Yesterday, I wrote about how Google may be looking at the semantics associated with HTML heading elements, and the content that they head, and how the search engine might be looking at such content with similar headings across the Web to determine how much weight to give words and phrases within those headings.
That post was originally part of the introduction to this post, but it developed a life of its own, and I ran with it. Here, we’re going to look at semantics related to other HTML structures, primarily lists, and tables.
I’m going to bundle a handful of patents together for this choice of one of the 10 most important SEO patents since I think they work together to illustrate how a search engine might use semantic structures to learn about how words and concepts might be related to each other on the Web. Some of these patents are older, and one of them is a pending patent application published this week. I’m also going to include several white papers that help define a process that might seem to be very much behind the scenes at Google. I’m going to focus upon Google with this post, though expect that similar things may also be happening at other search engines as well.
Google Sets was a service retired earlier this year through Larry Page’s “more wood behind fewer arrows” initiative, but when it was active, it was the longest-running beta service running at Google, and it spent its last few years in Google Labs.
The process behind Google Sets sounds simple enough. You entered some terms that might be members of the same set, and Google would tell you other terms that might also be members of that set.
The patent behind Google Sets was System and methods for automatically creating lists, filed originally in 2003, and what was interesting about it is that it extracted information in list format from the Web to find terms that were related in some manner. Those lists weren’t limited to HTML list elements, but could also be content formatted in some list like form, such as:
- HTML tags (e.g., <UL>, <OL>, <DL>, <H1>-<H6> tags).
- Items placed in a table,
- Items separated by commas or semicolons,
- Items separated by tabs.
- Other ways.
Google was taking advantage of the formatting of HTML list items, but it wasn’t relying upon them solely.
Lists, Titles, Headings and Semantic Closeness
When I originally planned this series and was trying to decide which patents to include, this particular patent was one of my first choices, not because it received much fanfare when I wrote about it in 2010 in Google Defines Semantic Closeness as a Ranking Signal, but rather because it illustrated so well how Google was considering the semantics of HTML elements.

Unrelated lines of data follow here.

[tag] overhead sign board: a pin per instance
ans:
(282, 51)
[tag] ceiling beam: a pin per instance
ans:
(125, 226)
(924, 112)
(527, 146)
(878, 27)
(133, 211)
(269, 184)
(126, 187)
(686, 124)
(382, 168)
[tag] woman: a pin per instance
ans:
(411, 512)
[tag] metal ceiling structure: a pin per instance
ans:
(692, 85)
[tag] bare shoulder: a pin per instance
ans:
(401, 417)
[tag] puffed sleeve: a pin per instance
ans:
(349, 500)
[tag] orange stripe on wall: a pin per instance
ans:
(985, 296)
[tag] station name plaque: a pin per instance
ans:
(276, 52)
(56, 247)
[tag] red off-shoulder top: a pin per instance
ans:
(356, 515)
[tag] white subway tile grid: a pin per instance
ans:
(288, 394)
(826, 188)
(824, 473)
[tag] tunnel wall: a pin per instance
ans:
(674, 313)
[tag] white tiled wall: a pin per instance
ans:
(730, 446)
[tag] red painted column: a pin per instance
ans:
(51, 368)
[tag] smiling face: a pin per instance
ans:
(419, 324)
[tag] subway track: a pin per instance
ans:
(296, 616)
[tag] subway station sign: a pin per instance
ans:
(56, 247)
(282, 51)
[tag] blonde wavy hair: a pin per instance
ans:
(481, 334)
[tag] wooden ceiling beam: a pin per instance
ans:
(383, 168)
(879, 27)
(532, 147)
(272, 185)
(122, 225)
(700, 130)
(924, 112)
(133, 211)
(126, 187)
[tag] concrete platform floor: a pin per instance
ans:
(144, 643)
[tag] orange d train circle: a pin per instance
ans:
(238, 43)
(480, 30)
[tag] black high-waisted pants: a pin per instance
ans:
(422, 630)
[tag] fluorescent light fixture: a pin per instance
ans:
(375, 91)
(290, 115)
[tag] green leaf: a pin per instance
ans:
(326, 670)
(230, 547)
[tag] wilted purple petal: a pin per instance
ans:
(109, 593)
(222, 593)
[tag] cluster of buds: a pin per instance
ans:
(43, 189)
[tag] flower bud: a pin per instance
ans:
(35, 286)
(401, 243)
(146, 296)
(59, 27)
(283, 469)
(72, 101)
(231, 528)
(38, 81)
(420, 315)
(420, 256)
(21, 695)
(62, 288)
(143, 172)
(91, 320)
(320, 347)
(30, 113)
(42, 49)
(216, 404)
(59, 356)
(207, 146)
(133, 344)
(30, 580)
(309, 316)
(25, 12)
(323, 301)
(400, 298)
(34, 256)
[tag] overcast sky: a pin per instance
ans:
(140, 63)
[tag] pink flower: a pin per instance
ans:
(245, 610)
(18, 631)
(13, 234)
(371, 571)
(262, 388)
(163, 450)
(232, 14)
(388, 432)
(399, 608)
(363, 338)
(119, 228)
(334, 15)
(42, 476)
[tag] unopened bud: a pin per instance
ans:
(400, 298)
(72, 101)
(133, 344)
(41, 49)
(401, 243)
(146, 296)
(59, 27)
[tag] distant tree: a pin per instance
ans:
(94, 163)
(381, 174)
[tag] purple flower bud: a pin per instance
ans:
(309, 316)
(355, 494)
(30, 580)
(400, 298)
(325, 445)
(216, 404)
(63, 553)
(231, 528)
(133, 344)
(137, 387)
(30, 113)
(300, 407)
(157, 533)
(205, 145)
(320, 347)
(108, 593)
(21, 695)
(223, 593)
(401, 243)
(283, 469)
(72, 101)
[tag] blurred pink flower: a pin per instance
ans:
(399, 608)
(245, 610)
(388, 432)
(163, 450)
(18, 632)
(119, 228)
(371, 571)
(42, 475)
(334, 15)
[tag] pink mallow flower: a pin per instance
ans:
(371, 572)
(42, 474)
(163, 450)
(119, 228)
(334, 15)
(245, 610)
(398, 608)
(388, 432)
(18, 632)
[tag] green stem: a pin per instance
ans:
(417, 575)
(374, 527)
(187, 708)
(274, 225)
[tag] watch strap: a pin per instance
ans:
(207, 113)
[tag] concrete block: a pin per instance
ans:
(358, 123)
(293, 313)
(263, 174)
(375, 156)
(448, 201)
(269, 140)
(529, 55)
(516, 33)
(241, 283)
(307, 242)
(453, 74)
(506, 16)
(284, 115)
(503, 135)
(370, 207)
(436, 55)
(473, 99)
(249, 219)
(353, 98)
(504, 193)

Quite simply, every item in a list is equally as close to the heading of that list. When we think about SEO, and how relevant a search engine might consider a page to be for a specific phrase, one of our first impulses is to believe that the closer the words within that phrase might be to each other, the more relevant a search engine is going to find them to be for the phrase.
But the semantics of a list confuses that somewhat.
The heading for a list can be a heading element such as a <h2>, but it doesn’t have to be. It could also be regular paragraph text that stands out in some way, such as the use of a larger font.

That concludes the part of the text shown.